Additional information

  • For more information about the section-size tool, see the --help command-line option.
4.7.2.4.4. Hardening checker basics

The hardening checker is enabled by default. You can disable the hardening checker with the --disable-hardened command-line option.

4.7.2.4.4.1. Hardening checker options

The annocheck program checks the following options:

  • Lazy binding is disabled using the -z now linker option.
  • The program does not have a stack in an executable region of memory.
  • The relocations for the GOT table are set to read only.
  • No program segment has all three of the read, write and execute permission bits set.
  • There are no relocations against executable code.
  • The runpath information for locating shared libraries at runtime includes only directories rooted at /usr.
  • The program was compiled with annobin notes enabled.
  • The program was compiled with the -fstack-protector-strong option enabled.
  • The program was compiled with -D_FORTIFY_SOURCE=2.
  • The program was compiled with -D_GLIBCXX_ASSERTIONS.
  • The program was compiled with -fexceptions enabled.
  • The program was compiled with -fstack-clash-protection enabled.
  • The program was compiled at -O2 or higher.
  • The program does not have any relocations held in a writeable.
  • Dynamic executables have a dynamic segment.
  • Shared libraries were compiled with -fPIC or -fPIE.
  • Dynamic executables were compiled with -fPIE and linked with -pie.
  • If available, the -fcf-protection=full option was used.
  • If available, the -mbranch-protection option was used.
  • If available, the -mstackrealign option was used.
4.7.2.4.4.2. Disabling the hardening checker

The following section describes how to disable the hardening checker.

Procedure

  • To scan the notes in a file without the hardening checker, use:

    $ annocheck --enable-notes --disable-hardened file-name

    Replace file-name with the name of a file.

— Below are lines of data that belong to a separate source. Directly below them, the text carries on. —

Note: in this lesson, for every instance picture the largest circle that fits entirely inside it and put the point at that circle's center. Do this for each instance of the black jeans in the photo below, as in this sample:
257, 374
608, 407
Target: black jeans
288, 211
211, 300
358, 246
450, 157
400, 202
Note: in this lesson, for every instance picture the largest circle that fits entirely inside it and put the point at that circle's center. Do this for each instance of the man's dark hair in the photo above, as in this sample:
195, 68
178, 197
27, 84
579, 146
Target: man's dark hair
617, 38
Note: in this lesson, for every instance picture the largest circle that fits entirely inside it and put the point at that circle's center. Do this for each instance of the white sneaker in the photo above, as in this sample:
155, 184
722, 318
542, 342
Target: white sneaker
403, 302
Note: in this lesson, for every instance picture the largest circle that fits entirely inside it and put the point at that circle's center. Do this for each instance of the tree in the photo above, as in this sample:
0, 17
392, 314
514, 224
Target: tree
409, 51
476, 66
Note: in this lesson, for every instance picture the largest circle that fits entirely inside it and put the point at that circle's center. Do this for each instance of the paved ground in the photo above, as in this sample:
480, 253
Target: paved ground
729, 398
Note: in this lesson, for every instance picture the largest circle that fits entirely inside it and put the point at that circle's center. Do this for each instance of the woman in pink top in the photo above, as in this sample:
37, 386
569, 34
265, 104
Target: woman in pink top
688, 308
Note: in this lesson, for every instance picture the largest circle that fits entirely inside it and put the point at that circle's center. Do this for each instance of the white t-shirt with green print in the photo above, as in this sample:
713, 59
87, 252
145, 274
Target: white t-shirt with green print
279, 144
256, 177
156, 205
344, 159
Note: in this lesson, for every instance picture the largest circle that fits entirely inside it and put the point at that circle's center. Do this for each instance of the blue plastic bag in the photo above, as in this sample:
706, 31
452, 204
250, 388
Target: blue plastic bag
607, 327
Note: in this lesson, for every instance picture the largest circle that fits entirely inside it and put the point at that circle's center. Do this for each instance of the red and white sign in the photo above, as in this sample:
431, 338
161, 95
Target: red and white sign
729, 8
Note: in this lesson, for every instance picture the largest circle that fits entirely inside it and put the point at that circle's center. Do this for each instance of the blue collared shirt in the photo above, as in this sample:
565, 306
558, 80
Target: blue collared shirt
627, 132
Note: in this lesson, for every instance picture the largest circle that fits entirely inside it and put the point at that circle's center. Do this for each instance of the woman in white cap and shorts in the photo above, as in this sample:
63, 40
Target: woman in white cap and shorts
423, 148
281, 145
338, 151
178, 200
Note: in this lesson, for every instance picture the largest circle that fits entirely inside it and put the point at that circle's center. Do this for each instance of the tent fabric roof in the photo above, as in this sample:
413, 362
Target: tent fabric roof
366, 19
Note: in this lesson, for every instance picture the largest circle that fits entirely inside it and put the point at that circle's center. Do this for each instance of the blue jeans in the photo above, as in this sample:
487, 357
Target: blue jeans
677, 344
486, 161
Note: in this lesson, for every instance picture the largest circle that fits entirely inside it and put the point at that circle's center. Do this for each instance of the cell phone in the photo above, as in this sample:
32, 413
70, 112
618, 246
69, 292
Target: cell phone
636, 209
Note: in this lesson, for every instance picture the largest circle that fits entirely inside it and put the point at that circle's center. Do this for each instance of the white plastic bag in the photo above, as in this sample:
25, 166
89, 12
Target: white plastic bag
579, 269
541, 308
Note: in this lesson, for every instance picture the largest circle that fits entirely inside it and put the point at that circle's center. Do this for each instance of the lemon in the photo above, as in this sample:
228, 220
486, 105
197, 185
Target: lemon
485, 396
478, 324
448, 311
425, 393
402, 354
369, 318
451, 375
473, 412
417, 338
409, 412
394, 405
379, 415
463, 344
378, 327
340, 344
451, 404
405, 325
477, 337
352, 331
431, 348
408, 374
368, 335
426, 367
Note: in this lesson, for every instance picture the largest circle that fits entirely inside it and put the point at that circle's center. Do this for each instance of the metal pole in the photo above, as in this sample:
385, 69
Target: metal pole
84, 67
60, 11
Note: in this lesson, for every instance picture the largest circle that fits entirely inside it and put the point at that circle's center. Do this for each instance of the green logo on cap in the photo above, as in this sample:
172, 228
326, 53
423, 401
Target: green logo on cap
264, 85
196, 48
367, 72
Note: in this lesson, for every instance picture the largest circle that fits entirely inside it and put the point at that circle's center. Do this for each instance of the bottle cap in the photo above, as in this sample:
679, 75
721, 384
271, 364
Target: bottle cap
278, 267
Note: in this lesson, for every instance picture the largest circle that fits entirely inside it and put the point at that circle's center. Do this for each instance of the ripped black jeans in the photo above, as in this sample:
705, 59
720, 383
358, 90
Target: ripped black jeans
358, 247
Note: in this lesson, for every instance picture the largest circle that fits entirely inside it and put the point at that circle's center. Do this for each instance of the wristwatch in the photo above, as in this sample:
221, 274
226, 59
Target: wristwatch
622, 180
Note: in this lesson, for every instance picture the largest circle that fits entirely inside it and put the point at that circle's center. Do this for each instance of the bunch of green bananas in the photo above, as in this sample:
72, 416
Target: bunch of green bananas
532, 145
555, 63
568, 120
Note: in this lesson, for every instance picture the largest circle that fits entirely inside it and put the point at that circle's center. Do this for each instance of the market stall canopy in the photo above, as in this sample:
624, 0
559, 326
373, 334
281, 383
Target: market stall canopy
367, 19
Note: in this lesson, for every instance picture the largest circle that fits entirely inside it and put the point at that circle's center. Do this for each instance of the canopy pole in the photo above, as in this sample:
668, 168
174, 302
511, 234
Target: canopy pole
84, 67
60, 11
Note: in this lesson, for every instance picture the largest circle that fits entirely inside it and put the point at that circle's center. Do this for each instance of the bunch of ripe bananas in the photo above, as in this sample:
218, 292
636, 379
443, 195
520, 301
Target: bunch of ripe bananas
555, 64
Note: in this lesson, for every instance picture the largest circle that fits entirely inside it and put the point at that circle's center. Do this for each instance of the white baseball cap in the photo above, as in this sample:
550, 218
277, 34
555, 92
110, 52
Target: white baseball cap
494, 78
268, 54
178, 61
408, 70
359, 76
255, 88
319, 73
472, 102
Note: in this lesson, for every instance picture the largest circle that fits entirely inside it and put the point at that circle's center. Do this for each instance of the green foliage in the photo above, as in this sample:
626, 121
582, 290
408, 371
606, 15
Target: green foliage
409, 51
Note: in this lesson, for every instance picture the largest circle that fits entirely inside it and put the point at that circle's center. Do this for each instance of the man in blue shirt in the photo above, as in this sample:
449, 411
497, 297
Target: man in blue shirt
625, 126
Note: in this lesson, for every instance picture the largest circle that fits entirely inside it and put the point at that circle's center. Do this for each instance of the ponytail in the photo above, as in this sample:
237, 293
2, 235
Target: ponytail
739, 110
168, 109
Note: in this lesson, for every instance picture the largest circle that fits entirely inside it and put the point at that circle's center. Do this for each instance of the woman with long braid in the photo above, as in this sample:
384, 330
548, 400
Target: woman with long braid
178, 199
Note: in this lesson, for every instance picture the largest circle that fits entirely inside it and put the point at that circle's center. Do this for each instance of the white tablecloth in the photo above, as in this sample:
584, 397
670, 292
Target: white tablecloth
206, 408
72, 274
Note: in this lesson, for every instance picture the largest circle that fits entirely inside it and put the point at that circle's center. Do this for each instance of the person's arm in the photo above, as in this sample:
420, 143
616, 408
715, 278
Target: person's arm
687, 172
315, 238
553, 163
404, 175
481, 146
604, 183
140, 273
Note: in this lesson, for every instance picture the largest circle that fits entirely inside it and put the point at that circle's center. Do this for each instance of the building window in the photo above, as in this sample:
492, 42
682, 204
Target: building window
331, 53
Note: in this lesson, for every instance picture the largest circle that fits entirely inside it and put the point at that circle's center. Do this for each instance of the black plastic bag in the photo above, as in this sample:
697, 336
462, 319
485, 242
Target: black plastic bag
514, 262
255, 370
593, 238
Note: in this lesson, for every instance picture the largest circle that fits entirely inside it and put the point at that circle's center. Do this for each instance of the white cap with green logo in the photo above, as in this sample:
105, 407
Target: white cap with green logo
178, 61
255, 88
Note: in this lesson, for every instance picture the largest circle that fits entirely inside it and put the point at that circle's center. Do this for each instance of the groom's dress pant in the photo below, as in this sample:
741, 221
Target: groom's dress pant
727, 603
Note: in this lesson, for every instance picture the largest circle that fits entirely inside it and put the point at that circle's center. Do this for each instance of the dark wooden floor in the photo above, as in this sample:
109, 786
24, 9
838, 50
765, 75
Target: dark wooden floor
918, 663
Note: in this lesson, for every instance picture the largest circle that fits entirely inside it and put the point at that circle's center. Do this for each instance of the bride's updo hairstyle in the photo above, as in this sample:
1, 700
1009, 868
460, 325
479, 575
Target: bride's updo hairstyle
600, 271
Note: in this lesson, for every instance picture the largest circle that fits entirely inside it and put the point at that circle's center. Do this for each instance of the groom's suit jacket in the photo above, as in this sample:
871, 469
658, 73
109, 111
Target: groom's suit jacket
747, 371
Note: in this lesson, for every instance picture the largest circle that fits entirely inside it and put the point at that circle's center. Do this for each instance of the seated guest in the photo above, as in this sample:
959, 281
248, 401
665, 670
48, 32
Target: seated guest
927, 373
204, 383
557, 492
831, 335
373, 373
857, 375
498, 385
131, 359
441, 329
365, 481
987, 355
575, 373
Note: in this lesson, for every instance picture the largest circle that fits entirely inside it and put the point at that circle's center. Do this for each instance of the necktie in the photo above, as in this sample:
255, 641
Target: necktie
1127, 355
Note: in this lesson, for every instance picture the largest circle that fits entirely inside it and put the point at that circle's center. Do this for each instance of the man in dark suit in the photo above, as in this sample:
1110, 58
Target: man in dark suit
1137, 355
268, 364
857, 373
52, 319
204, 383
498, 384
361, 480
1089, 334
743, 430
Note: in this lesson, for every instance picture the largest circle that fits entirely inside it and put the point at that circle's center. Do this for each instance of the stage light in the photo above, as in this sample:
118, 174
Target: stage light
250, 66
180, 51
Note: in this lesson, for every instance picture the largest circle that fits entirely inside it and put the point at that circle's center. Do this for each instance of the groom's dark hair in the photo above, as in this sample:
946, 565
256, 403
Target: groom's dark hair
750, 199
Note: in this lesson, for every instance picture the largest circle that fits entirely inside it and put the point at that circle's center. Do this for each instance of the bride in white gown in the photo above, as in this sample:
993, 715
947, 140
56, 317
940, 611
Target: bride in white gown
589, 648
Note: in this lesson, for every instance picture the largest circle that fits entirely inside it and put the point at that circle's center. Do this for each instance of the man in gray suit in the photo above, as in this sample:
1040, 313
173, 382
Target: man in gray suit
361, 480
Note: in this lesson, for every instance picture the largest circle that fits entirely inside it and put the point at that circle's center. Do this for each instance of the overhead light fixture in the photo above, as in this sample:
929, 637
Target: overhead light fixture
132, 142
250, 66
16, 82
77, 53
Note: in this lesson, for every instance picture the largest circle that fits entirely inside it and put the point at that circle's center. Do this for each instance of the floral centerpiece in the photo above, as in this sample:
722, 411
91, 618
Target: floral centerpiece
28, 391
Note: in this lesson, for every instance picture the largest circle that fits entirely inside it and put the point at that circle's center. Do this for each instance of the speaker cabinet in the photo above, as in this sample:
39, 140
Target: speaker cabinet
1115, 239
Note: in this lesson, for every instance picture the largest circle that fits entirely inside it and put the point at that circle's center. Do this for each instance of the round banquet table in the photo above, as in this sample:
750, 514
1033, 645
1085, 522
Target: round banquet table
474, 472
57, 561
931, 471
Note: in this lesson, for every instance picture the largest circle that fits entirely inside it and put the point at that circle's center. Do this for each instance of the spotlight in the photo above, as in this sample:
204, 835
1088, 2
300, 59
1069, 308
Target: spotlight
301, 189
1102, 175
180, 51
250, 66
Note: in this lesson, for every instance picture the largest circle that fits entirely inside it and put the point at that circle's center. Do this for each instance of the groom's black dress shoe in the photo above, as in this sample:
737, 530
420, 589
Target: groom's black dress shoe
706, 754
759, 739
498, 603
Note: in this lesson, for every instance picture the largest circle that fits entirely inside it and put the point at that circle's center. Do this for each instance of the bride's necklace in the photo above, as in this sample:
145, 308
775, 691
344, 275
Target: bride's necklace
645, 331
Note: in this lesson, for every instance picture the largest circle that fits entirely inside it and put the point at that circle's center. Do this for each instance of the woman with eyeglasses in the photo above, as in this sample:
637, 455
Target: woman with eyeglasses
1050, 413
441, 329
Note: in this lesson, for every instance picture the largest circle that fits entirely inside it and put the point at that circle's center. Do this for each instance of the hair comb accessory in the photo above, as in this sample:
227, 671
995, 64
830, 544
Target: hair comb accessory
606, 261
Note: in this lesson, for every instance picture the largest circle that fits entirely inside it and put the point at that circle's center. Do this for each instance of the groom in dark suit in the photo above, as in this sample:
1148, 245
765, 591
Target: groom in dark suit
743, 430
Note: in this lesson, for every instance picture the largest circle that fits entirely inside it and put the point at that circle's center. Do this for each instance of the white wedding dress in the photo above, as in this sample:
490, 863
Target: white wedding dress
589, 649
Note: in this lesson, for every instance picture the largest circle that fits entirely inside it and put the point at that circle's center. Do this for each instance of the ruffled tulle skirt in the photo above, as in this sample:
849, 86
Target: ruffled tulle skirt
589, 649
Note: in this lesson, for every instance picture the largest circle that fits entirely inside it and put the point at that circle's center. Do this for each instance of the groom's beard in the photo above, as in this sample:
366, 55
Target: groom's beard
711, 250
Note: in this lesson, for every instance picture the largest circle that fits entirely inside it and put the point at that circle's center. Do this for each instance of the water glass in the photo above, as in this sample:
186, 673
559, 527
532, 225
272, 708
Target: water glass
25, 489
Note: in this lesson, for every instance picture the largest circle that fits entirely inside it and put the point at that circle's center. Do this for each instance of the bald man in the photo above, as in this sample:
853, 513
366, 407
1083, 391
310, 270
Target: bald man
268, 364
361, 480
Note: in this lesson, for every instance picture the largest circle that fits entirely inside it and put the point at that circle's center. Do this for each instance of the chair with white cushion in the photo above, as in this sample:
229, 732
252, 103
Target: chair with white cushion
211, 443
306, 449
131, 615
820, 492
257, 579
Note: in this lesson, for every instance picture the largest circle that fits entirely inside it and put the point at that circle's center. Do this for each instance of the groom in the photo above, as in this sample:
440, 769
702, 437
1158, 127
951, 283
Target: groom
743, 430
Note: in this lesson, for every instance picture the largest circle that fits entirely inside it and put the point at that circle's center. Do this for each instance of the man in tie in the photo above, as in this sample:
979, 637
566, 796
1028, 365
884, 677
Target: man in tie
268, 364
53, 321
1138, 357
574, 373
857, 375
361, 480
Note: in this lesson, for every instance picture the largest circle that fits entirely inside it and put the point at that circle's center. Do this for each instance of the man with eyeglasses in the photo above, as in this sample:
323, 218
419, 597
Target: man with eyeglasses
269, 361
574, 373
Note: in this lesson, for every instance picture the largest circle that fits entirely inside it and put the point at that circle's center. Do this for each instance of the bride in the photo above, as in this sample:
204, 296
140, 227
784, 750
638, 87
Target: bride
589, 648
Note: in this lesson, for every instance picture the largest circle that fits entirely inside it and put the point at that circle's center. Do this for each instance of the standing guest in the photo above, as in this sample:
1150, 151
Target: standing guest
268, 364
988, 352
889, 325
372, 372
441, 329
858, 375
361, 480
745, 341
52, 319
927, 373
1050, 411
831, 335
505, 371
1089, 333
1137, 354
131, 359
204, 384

4.7.3. Removing redundant annobin notes

Using annobin increases the size of binaries. To reduce the size of the binaries compiled with annobin you can remove redundant annobin notes. To remove the redundant annobin notes use the objcopy program, which is a part of the binutils package.

Procedure

  • To remove the redundant annobin notes, use:

      $ objcopy --merge-notes file-name

    Replace file-name with the name of the file.